India colonising Kashmir’
October 25, 2010 7:04:39 PM
Khursheed Wani | Srinagar
Irascible Arundhati spreads more hatred, this time in Valley
Activist Arundhati Roy, who recently whipped up a major controversy by advocating ‘azadi’ for Kashmir at a seminar in New Delhi, has gone a step further by claiming that the State was never an integral part of India and those espousing the cause of “freedom from India” should not be called separatists. Alleging that India became a “colonising power” soon after its Independence from British rule, she asked the people of Kashmir not to join the police or CRPF and work to consolidate the “anti-India resistance”.
Speaking at a seminar on ‘Wither Kashmir: Freedom or Enslavement’, organised by the Coalition of Civil Societies (CCS) here on Sunday, Roy said, “Kashmir has never been an integral part of India. It is a historical fact. Even the Indian Government has accepted this.”
While taking pride in associating herself with “resistance movements” across India, Roy counselled the people of Kashmir Valley to consolidate over the “gains” of the recent four months of anti-India agitation.
She said that since the day India won freedom from the British, it turned into a “colonizer” itself and started subsuming nationalities militarily in Nagaland, Manipur, Punjab, Kashmir and other places. “Now India is calling out the Army in central India to fight a protracted war against the poorest people of the world,” she claimed.

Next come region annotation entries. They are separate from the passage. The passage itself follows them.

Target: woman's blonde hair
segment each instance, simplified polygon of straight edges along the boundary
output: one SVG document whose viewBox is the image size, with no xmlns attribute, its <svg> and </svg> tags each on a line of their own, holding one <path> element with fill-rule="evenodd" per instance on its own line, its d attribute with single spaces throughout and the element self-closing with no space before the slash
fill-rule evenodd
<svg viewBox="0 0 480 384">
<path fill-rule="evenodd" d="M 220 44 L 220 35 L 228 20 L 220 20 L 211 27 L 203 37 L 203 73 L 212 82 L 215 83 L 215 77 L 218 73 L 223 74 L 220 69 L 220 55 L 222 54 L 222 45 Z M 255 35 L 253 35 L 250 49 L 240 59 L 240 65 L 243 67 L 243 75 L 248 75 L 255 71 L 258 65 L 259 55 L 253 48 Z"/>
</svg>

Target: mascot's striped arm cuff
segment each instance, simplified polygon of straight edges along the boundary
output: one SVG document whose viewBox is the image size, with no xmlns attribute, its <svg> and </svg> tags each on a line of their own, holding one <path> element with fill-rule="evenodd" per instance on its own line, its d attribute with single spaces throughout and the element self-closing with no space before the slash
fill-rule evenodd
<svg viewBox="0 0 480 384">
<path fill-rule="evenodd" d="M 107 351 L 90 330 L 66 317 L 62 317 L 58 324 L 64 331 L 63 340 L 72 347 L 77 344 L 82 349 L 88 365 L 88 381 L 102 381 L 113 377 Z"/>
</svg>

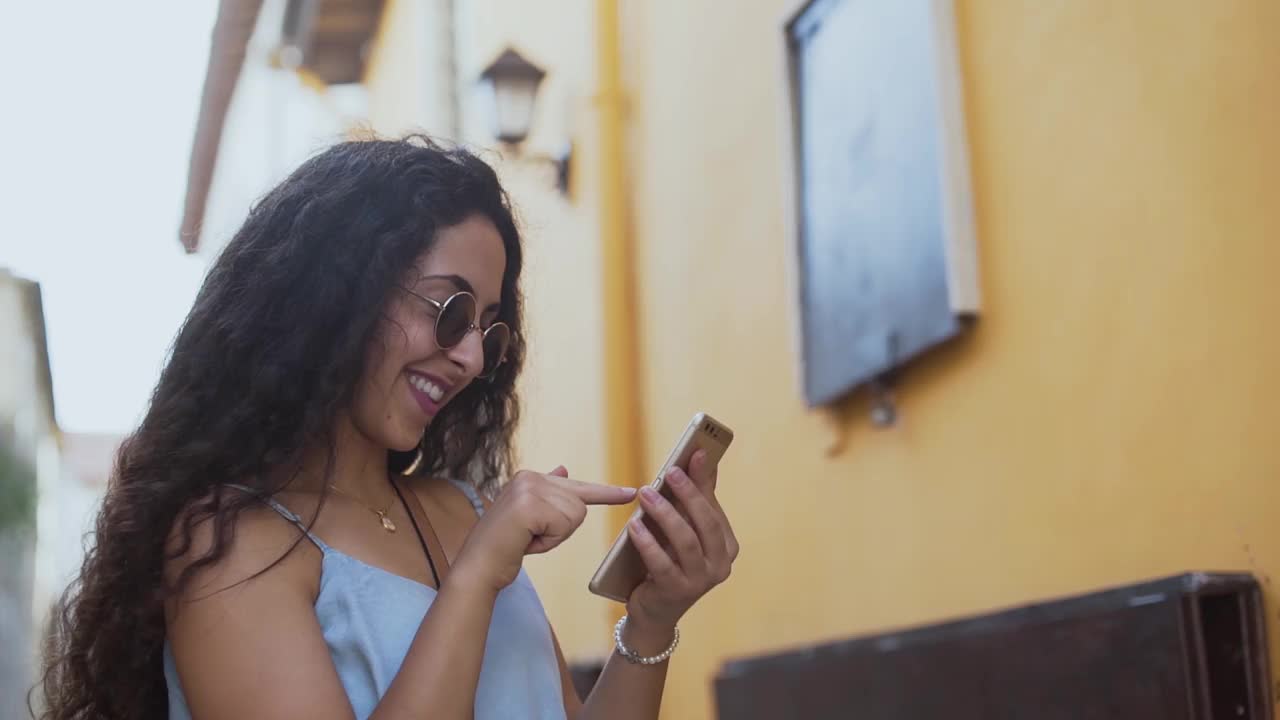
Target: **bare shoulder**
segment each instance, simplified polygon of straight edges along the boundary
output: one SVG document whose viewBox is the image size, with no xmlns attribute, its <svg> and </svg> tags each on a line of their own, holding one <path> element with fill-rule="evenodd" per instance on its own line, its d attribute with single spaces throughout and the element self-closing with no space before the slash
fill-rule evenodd
<svg viewBox="0 0 1280 720">
<path fill-rule="evenodd" d="M 451 524 L 471 527 L 479 521 L 476 509 L 471 505 L 471 498 L 462 488 L 458 488 L 453 483 L 439 478 L 430 478 L 416 480 L 412 488 L 422 498 L 424 503 L 430 503 L 433 510 L 444 512 Z M 480 498 L 483 507 L 488 509 L 492 498 L 479 491 L 472 492 Z"/>
<path fill-rule="evenodd" d="M 196 501 L 174 521 L 166 575 L 195 568 L 165 607 L 165 635 L 195 717 L 335 717 L 349 708 L 315 612 L 320 551 L 302 530 L 253 505 L 228 524 L 224 552 L 215 523 Z M 189 542 L 183 542 L 189 538 Z"/>
<path fill-rule="evenodd" d="M 204 500 L 204 498 L 201 498 Z M 165 579 L 170 585 L 193 568 L 189 582 L 170 609 L 188 605 L 228 588 L 255 583 L 273 591 L 288 587 L 319 589 L 319 550 L 302 530 L 265 505 L 242 510 L 224 533 L 221 557 L 205 560 L 215 546 L 216 523 L 192 501 L 174 519 L 165 547 Z"/>
</svg>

Roy offered tips to the people to organise and consolidate the “anti-India resistance”. “The power concedes nothing unless it is forced to,” she said while advocating the need for seeking justice through demands of demilitarisation and repeal of “harsh laws like the Armed Forces Special Powers Act”. She said the people should ponder as to whether the “resistance” is in linear progression or short-circuiting.
While asking the Kashmiris to refrain from joining State police and the Central Reserve Police Force, she said the people (of Kashmir) should worry whether the occupation was not becoming “part of your cellular structure”. She also stressed the need for them to fix the goal of their resistance.
Though she tried to appear unmoved over the accusations of preaching cessation at the recent Delhi seminar, she said she wondered why nobody was inquiring into as to who had organised the seminar. “What was their motive and who were the people behind it. It was not that Geelani sahib parachuted down at the venue. There was proper arrangement made for the speakers to gather there,” she said.
She asked Kashmiris to create more space for debate and consolidate over the gains of the past four months. “You have gained considerable ground in the past four months. Now you should think to consolidate on it. The real risk is that it should not turn into temper tantrum,” she said. “The debates are part of the sharp blade of resistance. If you don’t debate, they still know what your faultlines are,” she pointed out.
She differed with the idea of fellow speaker Gautam Naulakha that participation in elections did not impact the resistance movements. “You (Kashmiris) should think how the elections were used against you (internationally),” she offered.
Roy said that in the late 1980s, India simultaneously opened the locks of Babri Masjid and open economy to become totalitarian for Hidutva and corporatisation. She said that whichever Government assumed power at the Centre, be it the Congress or the BJP, it has to be militaristic. “The Prime Minister of the world’s largest democracy has not been elected,” she added.
Roy said that India was “behaving like a colonial power and suppressing one community at the hands of the other just like the British” did in World War II. “They are sending Nagas to Kashmir and Punjabis to Manipur,” she said.
The ‘activist’ explained her interactions with Maoist rebels and expressed happiness over the involvement of women in their “struggle”. She added, “Biodiversity has to be the hallmark of resistance so that it can’t be wiped out with one kind of pest.”
Senior Delhi-based Kashmiri journalist Najeeb Mubarki said there was consensus over radical change in the status quo of Kashmir. He also deliberated over the role of corporate media, misrepresentation of the situation in Kashmir and issues of Islamism. Coalition of Civil Society, an NGO that works against enforced disappearances, had organised the seminar here on Sunday.